Abstract

The polymorphic black yeast Hortaea werneckii (Capnodiales, Ascomycota) is extremely halotolerant (growth from 0 to 30% [w/v] NaCl) and has been extensively studied as a model for halotolerance in Eukaryotes for over two decades. Its most frequent sources are hypersaline environments and adjacent sea-water habitats in temperate, subtropical and tropical climates. Although typically saprobic, H. werneckii can also act as a commensal coloniser on human skin, causing tinea nigra on hands and soles. Here, we report that addition of NaCl to culture media expands the growth range of H. werneckii to 37 °C, which explains its colonisation of human skin, with its increased salinity. The morphological and physiological plasticity/ versatility of H. werneckii indicate that a species complex might be involved. This was investigated in this polyphasic taxonomic analysis based on the global diversity of H. werneckii strains collected from hypersaline environments, and from humans and animals.

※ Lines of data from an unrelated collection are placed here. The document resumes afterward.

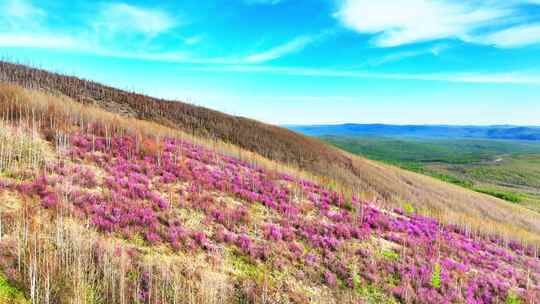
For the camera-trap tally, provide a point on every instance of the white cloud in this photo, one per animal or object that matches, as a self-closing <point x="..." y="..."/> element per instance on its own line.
<point x="20" y="14"/>
<point x="37" y="41"/>
<point x="292" y="46"/>
<point x="121" y="17"/>
<point x="22" y="9"/>
<point x="394" y="57"/>
<point x="265" y="2"/>
<point x="524" y="78"/>
<point x="517" y="36"/>
<point x="399" y="22"/>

Analysis of D1/D2domains of 28S and internal transcribed spacer rDNA revealed 10 and 17 genotypes, respectively, that were not always compliant. The genotypes have global distributions. Human and environmental strains with the same genotypes are intermingled. Due to the limited number of phylogenetically informative characters in the ribosomal DNA dataset, the partial genes encoding for β-tubulin (BTB) and mini-chromosome maintenance protein (MCM7) were also sequenced. The use of these genes was hampered by ambiguous sequences obtained by Sanger sequencing, as a consequence of the diploid and highly heterozygous genome of many H. werneckii strains. Analysis of the BTB and MCM7 genes showed that in some cases two copies of the gene from the same genome are positioned in distant phylogenetic clusters of the intraspecific gene tree. Analysis of whole-genome sequences of selected H. werneckii strains generally confirmed the phylogenetic distances estimated on the basis of ribosomal genes, but also showed substantial reticulation within the phylogenetic history of the strains. This is in line with the hypothesis that the diploid genomes of H. werneckii were formed by hybridizations, which have sometimes occurred between relatively divergent strains.

Highlights

  • The ascomycetous black yeast Hortaea werneckii (Capnodiales, Teratosphaeriaceae) is the most extremely halotolerant fungus known, and as such, it has become an important model organism for the study of halotolerance in Eukarya (Plemenitaš et al 2008, 2014, Gunde-Cimerman et al 2018)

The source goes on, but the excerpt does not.